Mumbai: The police email ID hack is the second such attack on a state government entity. On October 12, 2020, a malware infestation caused a massive power grid failure, resulting in an outage in Mumbai and its surrounding areas for hours.
At the time of the incident, nobody had even remotely suspected that the grid failure was caused by a malware attack. That Chinese hackers were responsible came to light earlier this year when the state government submitted a report on the matter.
On Tuesday’s police email hacking, an official said, “It appears prima facie that the attack was made either from Pakistan, Delhi or from a remote village in Uttar Pradesh.”

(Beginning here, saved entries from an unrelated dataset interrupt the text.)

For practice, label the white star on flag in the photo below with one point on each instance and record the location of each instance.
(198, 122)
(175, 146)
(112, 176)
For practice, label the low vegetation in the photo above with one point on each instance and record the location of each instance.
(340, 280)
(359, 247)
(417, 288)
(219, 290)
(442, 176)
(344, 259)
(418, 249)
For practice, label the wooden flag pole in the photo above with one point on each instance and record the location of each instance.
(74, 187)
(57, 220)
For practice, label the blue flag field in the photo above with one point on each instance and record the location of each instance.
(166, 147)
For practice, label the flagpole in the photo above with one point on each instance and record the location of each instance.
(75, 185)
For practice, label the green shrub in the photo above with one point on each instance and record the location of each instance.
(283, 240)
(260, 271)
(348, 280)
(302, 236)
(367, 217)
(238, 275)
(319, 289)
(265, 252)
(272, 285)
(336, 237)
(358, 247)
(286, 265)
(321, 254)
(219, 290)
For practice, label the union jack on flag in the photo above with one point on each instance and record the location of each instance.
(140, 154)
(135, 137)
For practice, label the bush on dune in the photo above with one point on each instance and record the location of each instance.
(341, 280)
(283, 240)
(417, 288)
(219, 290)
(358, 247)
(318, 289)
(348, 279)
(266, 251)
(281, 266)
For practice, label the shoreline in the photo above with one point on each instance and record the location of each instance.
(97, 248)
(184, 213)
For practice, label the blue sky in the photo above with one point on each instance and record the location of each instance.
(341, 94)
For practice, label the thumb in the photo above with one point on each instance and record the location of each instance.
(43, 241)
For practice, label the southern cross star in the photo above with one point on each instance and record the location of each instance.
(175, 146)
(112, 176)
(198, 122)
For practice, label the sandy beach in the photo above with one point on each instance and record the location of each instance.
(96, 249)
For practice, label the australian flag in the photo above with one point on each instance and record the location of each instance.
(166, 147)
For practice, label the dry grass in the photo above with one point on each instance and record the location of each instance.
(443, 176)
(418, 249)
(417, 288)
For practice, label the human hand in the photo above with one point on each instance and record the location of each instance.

Superintendent of police (Maharashtra cyber cell) Sanjay Shintre said, “We have initiated an inquiry into the hacking and have requested police officers not to open the PDF file as it may lead to a hacking of their emails. Today, out technical team visited the Shivaji Nagar police station, where the east region cyber cell office is located, and studied mails.”
Unauthorised cyber access is punishable under section 43(a), read with section 66, of the Information Technology Act, and is a cognisable offence. “The point is, what reasonable security practices are Mumbai’s cyber police following to avert cybercrime being perpetrated on themselves? I feel all cyber police stations should be quarterly audited for security lapses and the same should be plugged before adversaries take advantage,” said cyber crime lawyer Prashant Mali.
On March 1, the state cyber department submitted a report to the Maharashtra government on the October 12, 2020 power grid failure, which hit Mumbai and its surroundings.
The report blamed the incident on a malware attack, explaining that 14 trojans and 8GB of unaccounted data was found in the Maharashtra State Electricity Board’s system. The home minister at the time had said, “A well known American company has said that maybe it was the Chinese who could have introduced the malware… Our finding was that some foreign companies were indulging in planting malware.”